Ma ci sarà qualcosa che si salva, almeno sul piano tecnico? No.
Se già la storia è di per sé inconsistente, fotografia e montaggio le danno il colpo di grazia. Bruno si ritrova a camminare in uno stranissimo e particolarissimo bosco grigio. A qualsiasi ora del giorno, la foresta che lo circonda è tinta di grigio. Grigio, grigio, grigio. Ovunque! 1 sfumatura di grigio, direbbe qualcuno. C’è da dire però che, coerentemente con la regia e la storia, anche i tagli di luce e i colori che mette in scena il direttore della fotografia Santiago Serratos sono totalmente scialbi, spenti e piatti.

Ma la vera ciliegina sulla torta è il montaggio. Con una cadenza ciclica di circa cinque-sei minuti, a prescindere da ciò che sta accadendo nella storia, la scena viene spezzata da delle riprese aeree del bosco, accompagnate da musichette generiche da catalogo royalty-free.
Viene spontaneo chiedersi quale sia il senso di tale trovata, ma dopo mezz’ora passata a rivedere la stessa identica inquadratura della foresta, ogni dubbio sul senso delle immagini lascia spazio a una domanda più urgente: “quanto manca ancora?”

Un brutta delusione

Pellicole come La figlia del bosco non danno solo dispiacere: creano rabbia.
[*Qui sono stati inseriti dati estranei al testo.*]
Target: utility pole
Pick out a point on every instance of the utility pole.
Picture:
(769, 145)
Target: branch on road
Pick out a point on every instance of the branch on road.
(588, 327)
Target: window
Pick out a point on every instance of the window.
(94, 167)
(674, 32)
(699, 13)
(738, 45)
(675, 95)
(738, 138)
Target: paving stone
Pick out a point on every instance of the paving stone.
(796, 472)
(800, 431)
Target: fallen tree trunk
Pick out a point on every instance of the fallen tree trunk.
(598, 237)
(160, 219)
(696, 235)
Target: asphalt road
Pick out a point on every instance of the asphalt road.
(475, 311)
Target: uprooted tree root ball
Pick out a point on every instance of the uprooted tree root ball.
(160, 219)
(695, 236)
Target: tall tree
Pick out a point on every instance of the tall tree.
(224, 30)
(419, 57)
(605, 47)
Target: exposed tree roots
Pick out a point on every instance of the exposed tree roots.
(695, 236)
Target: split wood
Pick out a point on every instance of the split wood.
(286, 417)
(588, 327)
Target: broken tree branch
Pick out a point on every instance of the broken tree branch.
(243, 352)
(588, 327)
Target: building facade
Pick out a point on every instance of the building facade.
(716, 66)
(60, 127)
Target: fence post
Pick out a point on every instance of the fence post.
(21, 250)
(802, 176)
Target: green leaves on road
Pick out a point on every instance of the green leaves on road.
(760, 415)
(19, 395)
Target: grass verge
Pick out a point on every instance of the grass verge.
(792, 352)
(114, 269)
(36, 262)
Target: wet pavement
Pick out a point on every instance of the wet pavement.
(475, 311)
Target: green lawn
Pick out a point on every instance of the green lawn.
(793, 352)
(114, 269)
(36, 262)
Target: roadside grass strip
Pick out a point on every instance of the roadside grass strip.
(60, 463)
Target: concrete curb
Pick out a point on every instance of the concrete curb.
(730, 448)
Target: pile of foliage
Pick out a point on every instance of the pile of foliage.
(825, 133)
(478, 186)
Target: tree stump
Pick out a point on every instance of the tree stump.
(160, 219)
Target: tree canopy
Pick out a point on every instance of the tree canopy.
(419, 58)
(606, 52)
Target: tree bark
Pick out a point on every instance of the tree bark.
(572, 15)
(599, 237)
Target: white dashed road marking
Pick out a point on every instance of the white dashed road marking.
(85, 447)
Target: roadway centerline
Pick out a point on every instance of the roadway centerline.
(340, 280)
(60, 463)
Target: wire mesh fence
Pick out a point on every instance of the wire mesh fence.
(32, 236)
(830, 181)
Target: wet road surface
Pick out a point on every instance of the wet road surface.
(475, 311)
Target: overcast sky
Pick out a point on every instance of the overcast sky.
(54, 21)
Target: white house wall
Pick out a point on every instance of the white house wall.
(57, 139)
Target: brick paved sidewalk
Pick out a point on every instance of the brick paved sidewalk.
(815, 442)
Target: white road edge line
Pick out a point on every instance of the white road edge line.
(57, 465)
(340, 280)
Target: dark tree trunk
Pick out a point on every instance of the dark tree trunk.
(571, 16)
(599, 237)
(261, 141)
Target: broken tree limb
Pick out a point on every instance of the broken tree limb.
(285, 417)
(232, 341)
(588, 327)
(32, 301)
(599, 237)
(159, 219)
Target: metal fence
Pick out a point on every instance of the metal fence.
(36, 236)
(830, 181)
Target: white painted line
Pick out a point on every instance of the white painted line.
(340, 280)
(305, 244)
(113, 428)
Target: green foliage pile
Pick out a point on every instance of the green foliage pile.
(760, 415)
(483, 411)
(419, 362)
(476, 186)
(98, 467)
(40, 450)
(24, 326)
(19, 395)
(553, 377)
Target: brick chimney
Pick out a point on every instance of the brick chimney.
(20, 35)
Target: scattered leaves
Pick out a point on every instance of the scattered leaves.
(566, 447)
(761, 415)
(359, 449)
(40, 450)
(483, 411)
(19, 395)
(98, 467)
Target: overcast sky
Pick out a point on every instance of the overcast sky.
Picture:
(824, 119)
Perché dimostrano una mancanza di ambizione, di visione, di coraggio.
Il cinema horror italiano ha una tradizione gloriosa — che sia tempo di aggiornarla è ovvio, ma per farlo serve ben altro che una manciata di panoramiche e una trama stiracchiata. Serve voglia. Passione. O anche solo rispetto per chi guarda.

Questa pellicola poteva essere l’inizio di qualcosa. E invece è un triste promemoria di dove siamo finiti. Certo è che potrebbe essere molto utile a spiegare come realizzare al meglio delle riprese aeree di un bosco, ma nulla di più.
La figlia del bosco è una triste bussola impazzita che, più che condurci nel cuore oscuro della foresta, ci lascia a vagare in un nulla fatto di grigi, bambole anonime e dialoghi assurdi.
Che peccato. Che occasione sprecata. Che grande, gigantesco vuoto.